COMPETITION PROMPT

Write a poem or story about a mirror struggling with the fact that she has no identity of her own. (What could this be symbolic of?)

Silver Skin


**Prologue: The Making**

****


They hammered her into shape on a moonless night.


The frame was carved from black wood that bled when cut, soaked in the sorrow of the tree it came from. A tree that had grown alone, twisted, forgotten in a graveyard where no one buried their dead properly. Its roots had feasted on secrets and rot. Its bark bore curses like rings in its age. The wood creaked as it was carved, as if still alive—grieving its own transformation.


The glass was poured, not molded—poured from silver melted down from coins stolen off the dead. Thirteen pieces exactly, pried from beneath tongues and coffin-linings. The alchemist who mixed the silver wore gloves soaked in vinegar to keep the screams from clinging to his skin. He dared not look into the molten pool as it cooled. He said later it bubbled like it was breathing.
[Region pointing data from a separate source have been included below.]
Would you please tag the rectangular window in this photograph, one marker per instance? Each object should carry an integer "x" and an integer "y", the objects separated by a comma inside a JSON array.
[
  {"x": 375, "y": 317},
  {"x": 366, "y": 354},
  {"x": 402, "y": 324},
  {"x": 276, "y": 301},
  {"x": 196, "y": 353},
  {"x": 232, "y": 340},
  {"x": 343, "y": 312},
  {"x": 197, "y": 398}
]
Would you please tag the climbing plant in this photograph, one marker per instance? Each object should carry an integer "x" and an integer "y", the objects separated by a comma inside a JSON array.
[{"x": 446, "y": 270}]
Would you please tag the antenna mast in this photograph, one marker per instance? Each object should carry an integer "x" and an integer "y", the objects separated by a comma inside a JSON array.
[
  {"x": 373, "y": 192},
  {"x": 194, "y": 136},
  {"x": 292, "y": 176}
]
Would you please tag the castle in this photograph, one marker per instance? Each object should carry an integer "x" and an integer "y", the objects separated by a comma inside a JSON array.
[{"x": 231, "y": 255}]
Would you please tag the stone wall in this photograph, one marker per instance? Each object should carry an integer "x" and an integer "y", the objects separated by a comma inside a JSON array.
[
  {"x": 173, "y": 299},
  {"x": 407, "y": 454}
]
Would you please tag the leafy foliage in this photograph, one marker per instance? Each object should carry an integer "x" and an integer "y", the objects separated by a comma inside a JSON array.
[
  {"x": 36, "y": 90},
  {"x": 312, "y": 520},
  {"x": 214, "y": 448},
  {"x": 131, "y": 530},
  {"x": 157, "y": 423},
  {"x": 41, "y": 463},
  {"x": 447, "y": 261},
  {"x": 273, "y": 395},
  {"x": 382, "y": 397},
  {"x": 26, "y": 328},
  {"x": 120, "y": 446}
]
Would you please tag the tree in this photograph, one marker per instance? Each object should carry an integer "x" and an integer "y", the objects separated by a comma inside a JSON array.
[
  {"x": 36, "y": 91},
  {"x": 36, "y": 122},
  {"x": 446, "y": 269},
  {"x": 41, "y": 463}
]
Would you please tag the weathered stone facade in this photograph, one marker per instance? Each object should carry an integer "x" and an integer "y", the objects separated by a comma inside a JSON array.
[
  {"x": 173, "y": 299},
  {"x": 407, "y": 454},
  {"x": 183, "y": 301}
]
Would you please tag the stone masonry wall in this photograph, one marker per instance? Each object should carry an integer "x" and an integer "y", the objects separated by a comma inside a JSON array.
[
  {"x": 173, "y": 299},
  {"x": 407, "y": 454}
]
No one spoke during her creation. The silence wasn’t reverence. It was fear. Even the fire seemed to whisper warnings as it hissed and snapped in the forge, casting unnatural shadows that slithered like worms along the floor.
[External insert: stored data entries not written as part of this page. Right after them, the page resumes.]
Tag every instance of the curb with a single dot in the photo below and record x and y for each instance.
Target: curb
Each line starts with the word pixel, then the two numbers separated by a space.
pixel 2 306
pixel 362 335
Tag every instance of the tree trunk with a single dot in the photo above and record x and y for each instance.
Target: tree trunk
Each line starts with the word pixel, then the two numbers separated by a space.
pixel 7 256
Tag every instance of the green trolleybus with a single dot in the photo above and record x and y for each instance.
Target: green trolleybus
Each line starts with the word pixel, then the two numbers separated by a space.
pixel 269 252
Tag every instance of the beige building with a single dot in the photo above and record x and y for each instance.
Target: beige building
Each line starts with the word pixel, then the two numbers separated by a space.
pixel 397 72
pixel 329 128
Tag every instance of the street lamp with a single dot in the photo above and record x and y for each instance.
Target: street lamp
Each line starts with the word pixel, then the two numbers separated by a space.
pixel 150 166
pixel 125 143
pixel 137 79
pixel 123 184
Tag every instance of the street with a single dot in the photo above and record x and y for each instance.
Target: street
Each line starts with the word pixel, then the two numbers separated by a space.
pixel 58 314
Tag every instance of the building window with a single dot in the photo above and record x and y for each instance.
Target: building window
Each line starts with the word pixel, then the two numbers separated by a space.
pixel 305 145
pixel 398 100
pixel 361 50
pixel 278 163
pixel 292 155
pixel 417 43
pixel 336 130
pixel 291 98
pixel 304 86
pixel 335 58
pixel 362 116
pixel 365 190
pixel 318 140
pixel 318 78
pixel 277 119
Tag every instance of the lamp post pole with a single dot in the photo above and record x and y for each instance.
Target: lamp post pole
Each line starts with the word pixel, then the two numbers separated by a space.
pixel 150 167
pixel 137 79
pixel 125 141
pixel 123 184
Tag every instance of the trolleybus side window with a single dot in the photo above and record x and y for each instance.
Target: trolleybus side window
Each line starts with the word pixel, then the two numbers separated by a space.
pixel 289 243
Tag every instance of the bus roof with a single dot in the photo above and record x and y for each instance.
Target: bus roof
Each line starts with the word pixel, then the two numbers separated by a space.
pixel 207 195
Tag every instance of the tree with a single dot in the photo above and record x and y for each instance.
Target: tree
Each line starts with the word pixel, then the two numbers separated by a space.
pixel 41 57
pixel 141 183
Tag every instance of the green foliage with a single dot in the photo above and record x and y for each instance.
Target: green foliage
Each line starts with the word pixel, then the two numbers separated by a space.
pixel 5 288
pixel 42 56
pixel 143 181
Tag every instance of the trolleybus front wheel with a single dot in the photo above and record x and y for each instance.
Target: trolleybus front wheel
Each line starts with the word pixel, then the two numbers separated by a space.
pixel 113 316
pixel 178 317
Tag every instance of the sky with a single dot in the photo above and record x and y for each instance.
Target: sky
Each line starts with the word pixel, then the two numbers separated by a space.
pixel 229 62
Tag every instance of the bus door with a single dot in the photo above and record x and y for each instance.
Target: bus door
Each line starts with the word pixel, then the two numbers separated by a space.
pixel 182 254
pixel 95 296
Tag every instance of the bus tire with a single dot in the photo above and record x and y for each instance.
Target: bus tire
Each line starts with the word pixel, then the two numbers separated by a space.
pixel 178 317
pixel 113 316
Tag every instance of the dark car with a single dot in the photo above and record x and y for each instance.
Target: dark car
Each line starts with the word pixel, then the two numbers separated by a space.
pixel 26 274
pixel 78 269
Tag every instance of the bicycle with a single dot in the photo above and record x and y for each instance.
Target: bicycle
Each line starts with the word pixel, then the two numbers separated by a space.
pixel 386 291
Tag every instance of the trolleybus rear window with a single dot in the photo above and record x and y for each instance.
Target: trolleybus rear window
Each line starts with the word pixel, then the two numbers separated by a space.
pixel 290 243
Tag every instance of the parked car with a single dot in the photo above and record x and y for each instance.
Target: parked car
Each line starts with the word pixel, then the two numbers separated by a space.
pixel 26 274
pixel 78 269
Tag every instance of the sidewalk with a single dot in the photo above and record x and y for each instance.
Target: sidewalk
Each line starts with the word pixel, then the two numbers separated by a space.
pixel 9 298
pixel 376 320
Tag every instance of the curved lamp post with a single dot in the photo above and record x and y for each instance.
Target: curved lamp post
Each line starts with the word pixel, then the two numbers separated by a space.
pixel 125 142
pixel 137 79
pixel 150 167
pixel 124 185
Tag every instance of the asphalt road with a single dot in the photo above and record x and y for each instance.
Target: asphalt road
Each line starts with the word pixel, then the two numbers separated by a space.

She was not made to reflect beauty.


She was made to remember.


And remembrance has a price.


The first face she held in her cold glass was that of a dying man—pale, wild-eyed, the edge of a blade still wet in his hand. Blood trailed from his lips, painting the bottom rim of her reflection with red. He looked into her with eyes that begged for salvation, for forgiveness, for something more.
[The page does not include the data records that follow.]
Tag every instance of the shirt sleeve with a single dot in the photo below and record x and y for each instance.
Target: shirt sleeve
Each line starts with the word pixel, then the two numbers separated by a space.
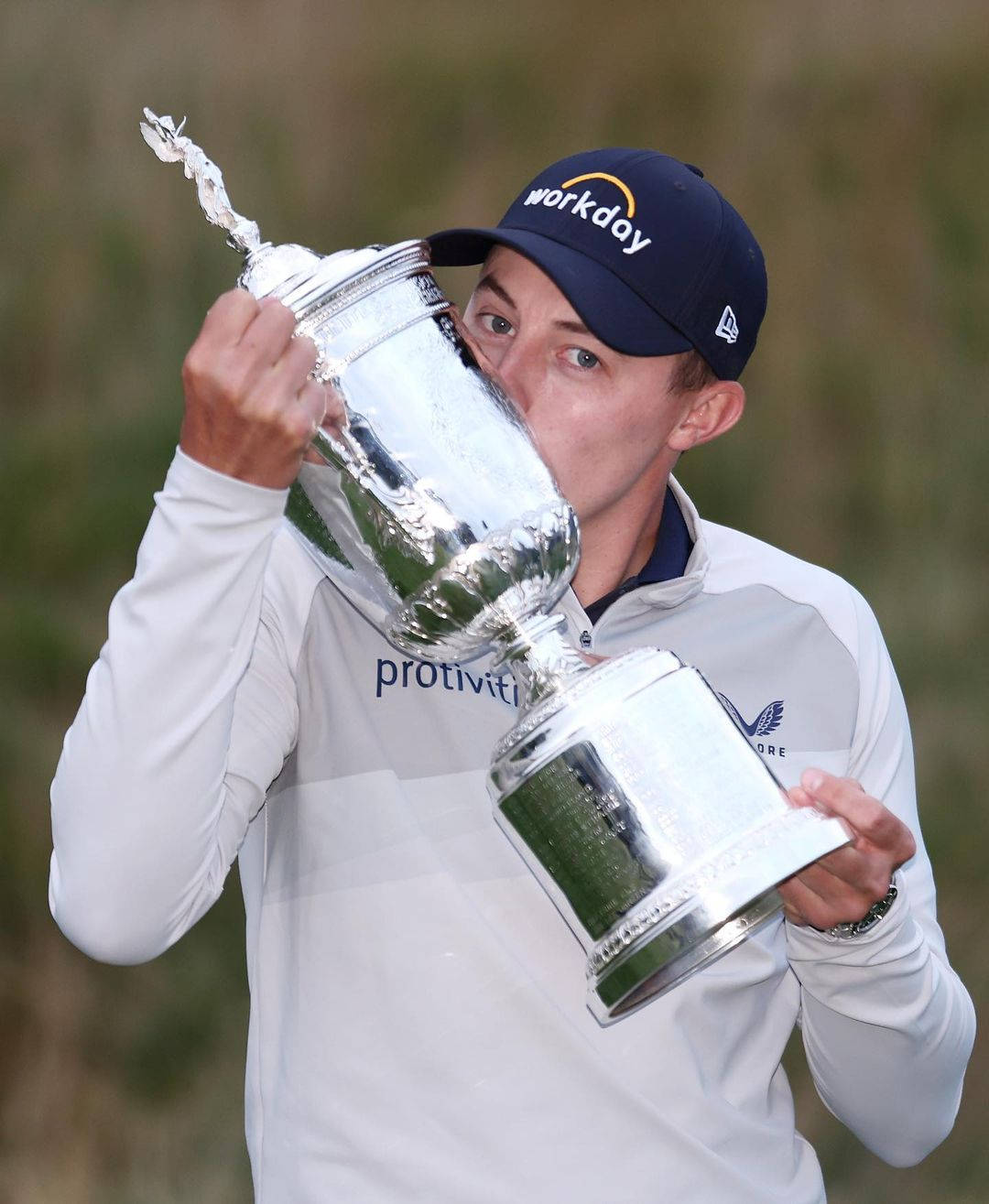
pixel 886 1025
pixel 188 715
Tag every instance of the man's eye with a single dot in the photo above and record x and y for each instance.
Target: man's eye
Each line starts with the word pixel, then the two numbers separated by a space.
pixel 581 358
pixel 495 324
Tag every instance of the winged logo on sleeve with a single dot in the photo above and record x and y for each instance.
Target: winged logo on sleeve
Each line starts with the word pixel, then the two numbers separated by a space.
pixel 766 721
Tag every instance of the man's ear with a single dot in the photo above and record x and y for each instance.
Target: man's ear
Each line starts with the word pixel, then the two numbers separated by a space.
pixel 712 411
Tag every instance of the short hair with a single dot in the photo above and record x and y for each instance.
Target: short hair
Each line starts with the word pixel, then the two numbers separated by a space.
pixel 691 374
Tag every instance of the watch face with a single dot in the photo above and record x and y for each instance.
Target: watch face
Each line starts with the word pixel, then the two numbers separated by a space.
pixel 871 917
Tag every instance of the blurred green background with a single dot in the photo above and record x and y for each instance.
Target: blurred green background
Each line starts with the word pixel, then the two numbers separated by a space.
pixel 854 137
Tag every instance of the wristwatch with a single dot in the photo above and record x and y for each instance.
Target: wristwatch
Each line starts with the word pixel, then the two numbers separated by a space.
pixel 871 917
But she had nothing to give.


And so she watched him die, helpless. Silent. A soul with no mouth.


It left something behind in her. Not a ghost, but an impression—a smear of agony that never quite faded. His pain hung in her silver like a breath caught on the verge of a scream.


She learned, then, that she could trap moments—echoes. Not sound. Not speech. But feeling. Pain. Fear. Regret. These things soaked into her silver like water into cloth, and they stayed. Every sorrow left a residue. Every secret became a stain.


She remembered everything she was shown, but nothing of herself.


There were no mirrors for mirrors. Nothing to reflect her reflection back. She did not know what she looked like, or what she was becoming.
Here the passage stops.